Buy this book on Amazon
Algorithms to Live By is a practical guide to the algorithms we use in our day to day life without even realising it.
Brian Christian highlights the common challenges we face on a daily basis and how knowledge of time and search complexity combined with the right algorithm can dramatically increase your chances of making better decisions.
The book is split into 11 sections covering different areas of computer science, from searching and sorting algorithms to caching and from Bayesian statistics to Game Theory. Each of these computer science concepts is explained along with the algorithms and strategies employed by computer scientists to deal with scale, constraints and ambiguity.
Christian then joins the dots from computer programming to human decision making, providing actionable advice for approaching complex decisions from a computer scientist’s point of view.
Who Should Read it?
This is an excellent book for anyone looking to improve their decision making and free up cognitive load by taking some tips and tricks from computer science’s approach to ambiguous problem-solving.

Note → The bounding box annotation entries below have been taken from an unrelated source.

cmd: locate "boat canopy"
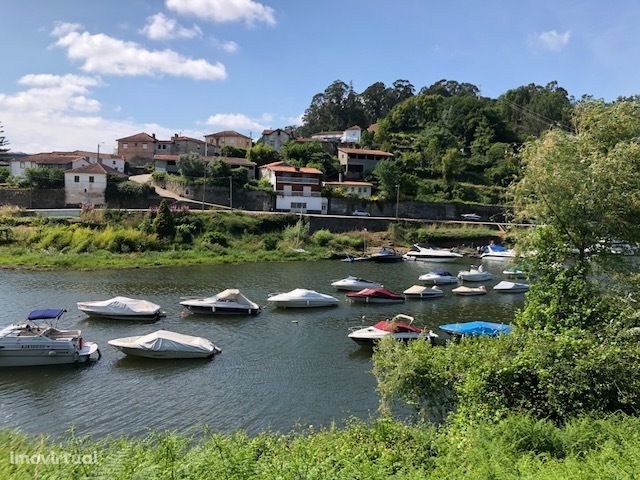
[27,308,66,320]
[440,320,512,337]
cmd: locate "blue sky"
[0,0,640,152]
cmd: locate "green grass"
[0,415,640,480]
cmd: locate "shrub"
[202,230,229,247]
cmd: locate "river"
[0,260,523,437]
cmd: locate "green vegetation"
[6,415,640,480]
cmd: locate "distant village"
[3,125,393,213]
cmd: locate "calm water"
[0,261,523,436]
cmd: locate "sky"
[0,0,640,153]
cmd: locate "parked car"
[351,209,371,217]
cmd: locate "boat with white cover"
[267,288,340,308]
[348,314,438,345]
[458,265,493,282]
[404,243,464,262]
[180,288,260,315]
[402,285,444,299]
[481,245,516,260]
[331,276,382,292]
[493,280,529,293]
[0,309,100,367]
[78,297,164,320]
[451,285,487,297]
[418,269,458,285]
[108,330,222,359]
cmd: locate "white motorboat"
[0,309,100,367]
[402,285,444,298]
[451,285,487,297]
[180,288,260,315]
[108,330,222,359]
[418,269,458,285]
[349,314,438,345]
[78,297,164,320]
[404,243,464,262]
[267,288,340,308]
[493,281,529,293]
[458,265,493,282]
[481,245,516,259]
[331,276,382,292]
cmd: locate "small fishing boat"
[451,285,487,297]
[331,276,382,292]
[0,309,100,367]
[347,288,404,303]
[349,314,438,345]
[418,269,458,285]
[481,245,516,259]
[404,243,464,262]
[369,247,403,263]
[267,288,340,308]
[108,330,222,359]
[493,280,529,293]
[78,297,164,320]
[180,288,260,315]
[439,320,511,337]
[402,285,444,299]
[458,265,493,282]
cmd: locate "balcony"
[276,175,320,185]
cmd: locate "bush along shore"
[0,202,499,269]
[0,415,640,480]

The book is marketed to a general audience, however, I believe to get the most value from the book the reader should have some familiarity with common computer science concepts. The book covers several technical concepts, such as algorithmic time complexity, networking protocols and caching. If you are already aware of the types of intractable problems faced by computers or have ever struggled with poorly performing algorithms yourself, you will find it easier to understand and link the concepts to your own daily decision making.

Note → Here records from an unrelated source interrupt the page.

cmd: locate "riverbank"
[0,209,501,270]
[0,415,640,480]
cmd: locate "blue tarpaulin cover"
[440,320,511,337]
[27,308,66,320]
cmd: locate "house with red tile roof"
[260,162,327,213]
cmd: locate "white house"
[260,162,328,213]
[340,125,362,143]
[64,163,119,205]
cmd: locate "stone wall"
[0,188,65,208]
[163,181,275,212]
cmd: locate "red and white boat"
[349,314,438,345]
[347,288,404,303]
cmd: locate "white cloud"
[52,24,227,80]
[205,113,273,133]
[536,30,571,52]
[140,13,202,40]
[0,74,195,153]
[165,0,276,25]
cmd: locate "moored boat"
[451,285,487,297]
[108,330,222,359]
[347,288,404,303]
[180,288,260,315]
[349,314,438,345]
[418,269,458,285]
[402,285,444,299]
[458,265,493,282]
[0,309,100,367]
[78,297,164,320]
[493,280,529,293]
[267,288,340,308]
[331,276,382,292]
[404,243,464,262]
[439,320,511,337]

There are cases where computer scientists and mathematicians have identified good algorithmic approaches that can be transferred to human problems
We often face the same set of problems that we ask computers to complete for us. For example:
- sorting (organising emails, entering competitions, organising your kitchen cupboards etc.)

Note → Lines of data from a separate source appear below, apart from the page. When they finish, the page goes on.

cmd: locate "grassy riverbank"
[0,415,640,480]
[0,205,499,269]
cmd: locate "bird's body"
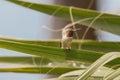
[61,27,74,49]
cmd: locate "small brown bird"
[61,27,74,49]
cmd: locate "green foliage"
[0,0,120,80]
[8,0,120,35]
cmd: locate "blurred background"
[0,0,120,80]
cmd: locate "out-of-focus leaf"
[0,37,120,52]
[7,0,120,35]
[0,40,120,66]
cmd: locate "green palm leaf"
[8,0,120,35]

- caching (remembering things or having things easily available),
- communication (messaging)
- searching (finding things quickly)
When we face a complex problem we can apply some of the learnings from computer science to tackle the problem in more efficient ways
You can get to “good enough” in a relatively short amount of time. Perfection often takes orders of magnitude longer
- Many problems in computer science and daily life are intractable - problems where there might be an ‘optimal’ solution, however, due to complexity it cannot be found in a reasonable time period
- Using approximations and good assumptions (based on educated priors) you can get very close to an optimal solution relatively quickly. Sometimes, knowing that you are using a good algorithm to get a roughly optimal solution is the best you can do
- If you wind up stuck in an intractable scenario, remember that heuristics, approximations, and strategic use of randomness can help you find workable solutions. Make sure you evaluate whether the extra effort to achieve the optimal result is worth it - in most cases it is not.
Cognitive load is a real issue. The underlying directive of any good algorithm is to minimise the labor of thought
- The best algorithims are all about doing what makes the most sense in the least amount of time.
- Effective algorithms make assumptions and show a bias towards simpler solutions, evaluate the cost of accuracy vs timeliness and sometimes even take chances
“Optimal stopping tells us when to look and when to leap. The explore/exploit tradeoff tells us how to find the balance between trying new things and enjoying our favorites. Sorting theory tells us how (and whether) to arrange our offices. Caching theory tells us how to fill our closets. Scheduling theory tells us how to fill our time."
”…the tactical dropping of balls is a critical part of getting things done under overload"
"…the best algorithms are all about doing what makes the most sense in the least amount of time, which by no means involves giving careful consideration to every factor and pursuing every computation to the end. Life is just too complicated for that."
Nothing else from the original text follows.